We don't shoot people. Can't that be a rule? I feel like it's a good rule to have. A simple guideline. Targets yes, tin cans sure, animals maybe, people ABSOLUTELY NOT. Even when you are 18 or 21 or however the hell old you have to be to arm yourself these days, and can buy your own gun, it will never be acceptable to shoot people for fun. You don't need to practice shooting people. Shooting people is not a game, therefore it is not okay with me that you run around in the woods shooting people. If I was taking a walk in the woods on public property in a public park and someone shot ME with an Airsoft gun, I would be really pissed. If someone hit one of my kids, I cannot say what I would do. I plead the Fifth. I can tell you that if my kids were playing on a playground and a bunch of older kids ran by brandishing rifles I would call the police. It is harder and harder these days to tell a toy from the real thing. I don't know the difference between an Airsoft and the real thing even up close - how can anyone be expected to know from a distance? Because the Airsoft has an orange tip? I'm not going to be looking for the orange tip if some kid is shooting a gun near a playground. And if someone's toddler got hit by a wayward pellet, I am pretty sure there would be hell to pay and a lawyer to speak with.

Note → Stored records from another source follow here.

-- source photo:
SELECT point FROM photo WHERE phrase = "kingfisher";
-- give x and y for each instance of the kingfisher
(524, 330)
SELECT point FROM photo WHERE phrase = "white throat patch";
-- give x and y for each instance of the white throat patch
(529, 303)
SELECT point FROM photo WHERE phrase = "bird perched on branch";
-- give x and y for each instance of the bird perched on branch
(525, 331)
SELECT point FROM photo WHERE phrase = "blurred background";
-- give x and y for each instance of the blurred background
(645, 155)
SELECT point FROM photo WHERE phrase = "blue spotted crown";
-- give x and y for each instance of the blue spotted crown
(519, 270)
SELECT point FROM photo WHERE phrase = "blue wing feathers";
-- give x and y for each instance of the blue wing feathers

I get that there are plenty of people who disagree with me. It's no big deal. Kids will be kids. It's just a game. Kids have been given BB guns for years. Paintball is fun. Airsoft is harmless. And to that I say "You'll shoot your damn eye out."
No, not really. Listen, I don't have a problem with adults owning guns, I have a problem with people - and especially children - shooting guns for fun. Guns aren't fun - they are scary and they can kill people. Which is why I have a huge problem with people shooting other people for any reason. Even as a game.
And here's where the irony and my inner conflict come in to the conversation:
I have nothing against hunting animals for food.
Please don't tell PETA because I don't want photos of dead animals in my inbox. I am many, many things, but I try not to be hypocritical, and so after long and careful thought I found my line in the sand. And my line is drawn between shooting animals, and shooting humans.
I believe that there are benefits to thinning the herd and I am a meat-eater who loves venison. THAT'S RIGHT I ATE BAMBI'S MOTHER AND SHE WAS DELICIOUS. And I would almost prefer a hunting party than playing a game where the object is to shoot at human targets. Is that crazy? Nonsensical? Well, don't tell me you are surprised - when was the last time I made any sense whatsoever? Thank goodness someone as obviously crazy as I am doesn't own a gun.